De fato, não é de hoje que Fachin é cotado para virar ministro do STF. É a quinta vez que seu nome é ventilado. Em outras oportunidades, ele chegou até a ser sabatinado pelo então ministro da Justiça Márcio Thomaz Bastos e pelo presidente Lula. Mas, apesar da indiscutível capacidade jurídica (Fachin é pós-doutor em Direito e reconhecidamente um dos principais doutrinadores do Direito Civil brasileiro), sempre acabou vencido.

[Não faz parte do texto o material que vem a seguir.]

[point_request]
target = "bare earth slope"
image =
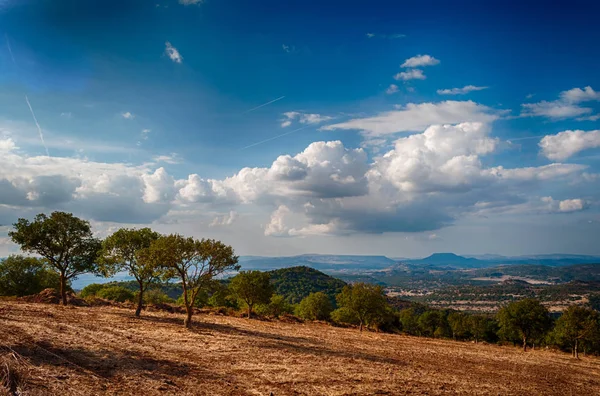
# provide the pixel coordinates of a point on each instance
(105, 350)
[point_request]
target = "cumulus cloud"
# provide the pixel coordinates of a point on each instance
(412, 74)
(303, 118)
(393, 88)
(460, 91)
(173, 53)
(420, 61)
(568, 143)
(226, 219)
(567, 106)
(416, 117)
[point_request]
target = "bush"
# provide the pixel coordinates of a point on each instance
(316, 306)
(24, 276)
(344, 315)
(157, 297)
(116, 293)
(91, 290)
(278, 306)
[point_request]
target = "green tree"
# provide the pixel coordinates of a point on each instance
(315, 306)
(23, 276)
(195, 262)
(366, 301)
(116, 293)
(91, 290)
(577, 325)
(252, 287)
(527, 319)
(65, 241)
(459, 325)
(409, 318)
(120, 252)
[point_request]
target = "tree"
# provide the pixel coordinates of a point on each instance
(65, 241)
(575, 326)
(120, 252)
(527, 319)
(195, 262)
(366, 301)
(23, 276)
(252, 287)
(459, 325)
(315, 306)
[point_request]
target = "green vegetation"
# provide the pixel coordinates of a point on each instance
(195, 262)
(65, 241)
(316, 306)
(252, 287)
(296, 283)
(526, 320)
(120, 252)
(23, 276)
(366, 302)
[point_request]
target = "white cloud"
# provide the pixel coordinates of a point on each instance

Se for o escolhido para a vaga, o professor da UFPR será apenas o segundo paranaense a ocupar uma cadeira no STF. Até hoje, somente o advogado Ubaldino do Amaral, nascido na Lapa, representou o estado na corte (de 1894 a 1896). "Essa falta de representatividade ocorre porque, do ponto de vista da federação, o Paraná não tem poder político. Acredito que isso virá com o tempo, na esteira do poder econômico do estado", diz o desembargador federal aposentado Vladimir Passos de Freitas, presidente do Instituto Brasileiro de Administração do Sistema Judiciário (Ibrajus). Detalhe: na última vez em que concorreu, no ano passado, para a vaga aberta com a morte do ministro Menezes Direito (assumida por José Antônio Dias Tofolli), Fachin teve o apoio expresso do ex-governador Roberto Requião.
"Campanha"
Sendo o poder político tão importante para a indicação, é natural se supor que os interessados em uma vaga de ministro do STF façam "campanha", o que é confirmado por Passos de Freitas ele próprio já esteve entre os cotados para um posto no Supremo, nos anos de 2003 e 2005. "No passado não existia campanha, porque se dizia que o STF nem se pede nem se rejeita. Mas isso é coisa do passado. Hoje, as pessoas disputam a vaga mesmo e buscam o apoio político, que e é indispensável", diz. Segundo Passos de Freitas, Fachin é um nome forte. "De zero a dez, eu daria dez a ele. É um grande jurista e tem equilíbrio emocional", afirma. O jurista Luiz Edson Fachin foi procurado pela reportagem para comentar sua possível indicação ao STF, mas seu escritório em Curitiba informou que ele estava em Brasília e não houve possibilidade de contato.
Apoio
Apesar de haver especulações de um lobby da magistratura para que o próximo ministro do STF seja um juiz de carreira o único na atual composição do Supremo é o presidente da corte, Cezar Peluso , o espírito paranaense parece falar mais alto entre os magistrados do estado. Prova disso é que a Associação dos Magistrados do Paraná (Amapar) enviou ofícios a representantes do Governo Federal pedindo apoio para a indicação do advogado Fachin para o Supremo. Os ofícios foram encaminhados aos ministros Luiz Paulo Barreto (Justiça), Paulo Bernardo (Planejamento) e Erenice Guerra (Casa Civil), e ao chefe de gabinete da presidência da República, Gilberto Carvalho.
Assinados pelo presidente em exercício da Amapar, Fernando Ganem, o documento afirma: "Para além do notório saber, embasado em irretocável currículo acadêmico, encontra-se o cidadão exemplar, de reputação ilibada e o jurista preocupado com a construção de uma sociedade justa e solidária e com a dignidade do ser humano. Sua elevada capacidade de trabalho e comprometimento com os legítimos ideais de Justiça credenciam amplamente o Professor Fachin à investidura na mais alta Corte de Justiça da Nação. Rogamos a Vossa Excelência transmitir tais ponderações a Sua Excelência o Senhor Luiz Inácio Lula da Silva, digníssimo Presidente da República".